CAGLIARI - Il provvedimento riguarda i capitoli dedicati alla conservazione e valorizzazione del patrimonio speleologico e carsico regionale: 350.000 euro per trasferimenti agli Enti locali e 380.000 euro per investimenti destinati alla valorizzazione, messa in sicurezza e adeguamento delle grotte e dei sistemi carsici. Le risorse saranno assegnate ai Comuni attraverso un Avviso pubblico predisposto dal Servizio Tutela della natura e politiche forestali della Direzione generale della Difesa dell'Ambiente.
La programmazione dà continuità al percorso già avviato con le deliberazioni del 2024 e del 2025, che hanno consentito di finanziare iniziative comunali volte ad approfondire la conoscenza dei sistemi di grotta e dei sistemi carsici, a salvaguardare il capitale naturale di particolare interesse ambientale, paesaggistico e scientifico, e a svilupparne le potenzialità in ambito culturale, didattico, turistico e scientifico. Tra i criteri di priorità per l'assegnazione dei contributi figurano il cofinanziamento da parte del soggetto attuatore, la priorità ai Comuni con minore popolazione residente e il riconoscimento del sito come Monumento naturale, geosito UNESCO o altro riconoscimento anche in fase di candidatura.
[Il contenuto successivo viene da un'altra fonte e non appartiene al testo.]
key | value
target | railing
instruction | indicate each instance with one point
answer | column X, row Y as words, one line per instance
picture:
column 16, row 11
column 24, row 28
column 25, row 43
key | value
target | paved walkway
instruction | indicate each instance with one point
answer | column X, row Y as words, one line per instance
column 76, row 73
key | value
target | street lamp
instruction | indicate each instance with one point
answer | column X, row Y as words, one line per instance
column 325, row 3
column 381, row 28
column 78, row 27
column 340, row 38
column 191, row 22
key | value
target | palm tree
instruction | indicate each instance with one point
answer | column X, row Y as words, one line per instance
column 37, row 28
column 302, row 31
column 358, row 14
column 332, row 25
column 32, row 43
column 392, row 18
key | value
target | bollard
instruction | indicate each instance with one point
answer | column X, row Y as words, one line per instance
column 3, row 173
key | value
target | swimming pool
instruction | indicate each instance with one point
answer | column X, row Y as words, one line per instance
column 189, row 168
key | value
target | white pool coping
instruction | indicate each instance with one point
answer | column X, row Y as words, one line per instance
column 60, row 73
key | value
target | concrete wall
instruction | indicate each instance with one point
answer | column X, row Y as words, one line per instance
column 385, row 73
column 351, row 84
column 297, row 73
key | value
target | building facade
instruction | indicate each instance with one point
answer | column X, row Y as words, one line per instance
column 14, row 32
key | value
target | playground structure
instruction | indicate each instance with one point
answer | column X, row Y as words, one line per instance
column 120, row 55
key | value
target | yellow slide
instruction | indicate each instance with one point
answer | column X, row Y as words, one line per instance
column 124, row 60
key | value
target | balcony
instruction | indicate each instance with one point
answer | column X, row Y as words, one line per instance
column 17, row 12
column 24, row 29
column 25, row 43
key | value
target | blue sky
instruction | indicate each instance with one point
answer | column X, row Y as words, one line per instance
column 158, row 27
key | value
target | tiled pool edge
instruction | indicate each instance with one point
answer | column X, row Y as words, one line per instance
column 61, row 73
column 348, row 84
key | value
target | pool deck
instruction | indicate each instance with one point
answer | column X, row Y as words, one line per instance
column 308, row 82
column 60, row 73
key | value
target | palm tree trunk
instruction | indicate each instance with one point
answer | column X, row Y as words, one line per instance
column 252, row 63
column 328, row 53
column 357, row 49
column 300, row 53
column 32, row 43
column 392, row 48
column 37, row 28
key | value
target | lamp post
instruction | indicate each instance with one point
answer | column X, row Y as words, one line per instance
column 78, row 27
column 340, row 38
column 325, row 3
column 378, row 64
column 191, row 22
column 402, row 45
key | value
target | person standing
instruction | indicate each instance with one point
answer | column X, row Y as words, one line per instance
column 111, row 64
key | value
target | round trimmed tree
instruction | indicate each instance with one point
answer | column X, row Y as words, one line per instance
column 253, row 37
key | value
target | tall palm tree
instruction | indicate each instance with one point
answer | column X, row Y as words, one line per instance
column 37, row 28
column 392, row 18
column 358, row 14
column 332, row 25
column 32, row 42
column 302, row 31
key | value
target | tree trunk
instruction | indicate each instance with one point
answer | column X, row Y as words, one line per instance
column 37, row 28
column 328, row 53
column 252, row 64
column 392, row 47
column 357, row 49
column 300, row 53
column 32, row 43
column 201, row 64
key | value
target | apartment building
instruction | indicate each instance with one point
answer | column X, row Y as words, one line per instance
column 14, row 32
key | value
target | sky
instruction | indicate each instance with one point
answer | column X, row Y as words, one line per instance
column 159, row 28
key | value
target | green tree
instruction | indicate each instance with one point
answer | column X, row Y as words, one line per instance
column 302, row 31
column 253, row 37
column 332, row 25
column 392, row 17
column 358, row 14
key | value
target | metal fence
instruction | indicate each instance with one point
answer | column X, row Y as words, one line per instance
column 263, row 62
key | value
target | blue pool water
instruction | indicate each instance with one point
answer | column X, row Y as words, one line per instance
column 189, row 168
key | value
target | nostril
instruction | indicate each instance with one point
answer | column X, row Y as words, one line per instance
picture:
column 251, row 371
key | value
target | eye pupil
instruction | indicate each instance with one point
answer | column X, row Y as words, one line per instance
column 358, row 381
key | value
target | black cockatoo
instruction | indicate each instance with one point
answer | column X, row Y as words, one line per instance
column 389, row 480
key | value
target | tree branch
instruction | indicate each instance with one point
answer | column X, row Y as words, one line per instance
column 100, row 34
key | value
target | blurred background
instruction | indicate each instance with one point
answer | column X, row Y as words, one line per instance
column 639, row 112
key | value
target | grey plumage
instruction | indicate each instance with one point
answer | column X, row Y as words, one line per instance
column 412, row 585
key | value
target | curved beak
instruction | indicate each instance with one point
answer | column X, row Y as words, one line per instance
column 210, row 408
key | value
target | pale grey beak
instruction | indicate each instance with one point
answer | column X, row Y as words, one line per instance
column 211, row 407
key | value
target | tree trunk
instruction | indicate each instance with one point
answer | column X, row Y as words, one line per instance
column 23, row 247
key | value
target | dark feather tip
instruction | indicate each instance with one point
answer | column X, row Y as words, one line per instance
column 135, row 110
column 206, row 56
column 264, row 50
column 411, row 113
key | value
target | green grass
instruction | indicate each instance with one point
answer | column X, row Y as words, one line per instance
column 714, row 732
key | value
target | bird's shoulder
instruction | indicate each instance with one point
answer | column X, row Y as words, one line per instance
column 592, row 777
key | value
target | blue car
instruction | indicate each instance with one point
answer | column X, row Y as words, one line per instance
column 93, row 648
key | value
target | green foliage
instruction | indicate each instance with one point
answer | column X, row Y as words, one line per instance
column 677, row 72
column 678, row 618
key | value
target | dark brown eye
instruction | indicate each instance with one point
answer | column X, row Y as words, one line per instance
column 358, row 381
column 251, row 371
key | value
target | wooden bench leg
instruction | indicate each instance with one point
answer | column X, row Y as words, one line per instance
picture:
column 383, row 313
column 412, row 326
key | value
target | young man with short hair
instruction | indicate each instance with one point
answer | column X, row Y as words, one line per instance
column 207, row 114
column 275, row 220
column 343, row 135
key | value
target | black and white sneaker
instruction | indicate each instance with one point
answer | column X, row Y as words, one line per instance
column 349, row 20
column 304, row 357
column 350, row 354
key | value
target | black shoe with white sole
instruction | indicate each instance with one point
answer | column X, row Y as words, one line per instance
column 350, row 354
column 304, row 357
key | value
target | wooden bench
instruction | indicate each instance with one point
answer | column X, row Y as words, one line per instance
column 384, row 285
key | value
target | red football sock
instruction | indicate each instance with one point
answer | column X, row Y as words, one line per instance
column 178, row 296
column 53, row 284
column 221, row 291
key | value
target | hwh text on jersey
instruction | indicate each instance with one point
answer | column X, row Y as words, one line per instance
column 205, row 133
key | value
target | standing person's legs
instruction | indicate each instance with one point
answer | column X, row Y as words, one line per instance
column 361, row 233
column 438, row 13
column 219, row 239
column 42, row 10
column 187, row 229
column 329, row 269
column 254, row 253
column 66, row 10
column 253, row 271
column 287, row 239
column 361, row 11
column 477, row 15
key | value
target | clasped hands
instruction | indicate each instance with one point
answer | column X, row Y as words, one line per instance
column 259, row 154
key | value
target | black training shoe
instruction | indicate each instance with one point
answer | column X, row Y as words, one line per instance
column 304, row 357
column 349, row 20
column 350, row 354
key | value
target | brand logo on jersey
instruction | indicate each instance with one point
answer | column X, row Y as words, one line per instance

Tra i criteri specifici sono previste misure per la messa in sicurezza, la riduzione dei rischi, il miglioramento dell'accessibilità, la tutela della fauna cavernicola, la prevenzione di furti e danneggiamenti, la regolamentazione degli accessi, le attività di studio e ricerca, gli interventi su grotte marine o di miniera, il coinvolgimento di scuole, CEAS e associazioni speleologiche. Le risorse del 2027 potranno essere utilizzate per lo scorrimento della graduatoria delle proposte idonee non finanziabili nell'annualità in corso.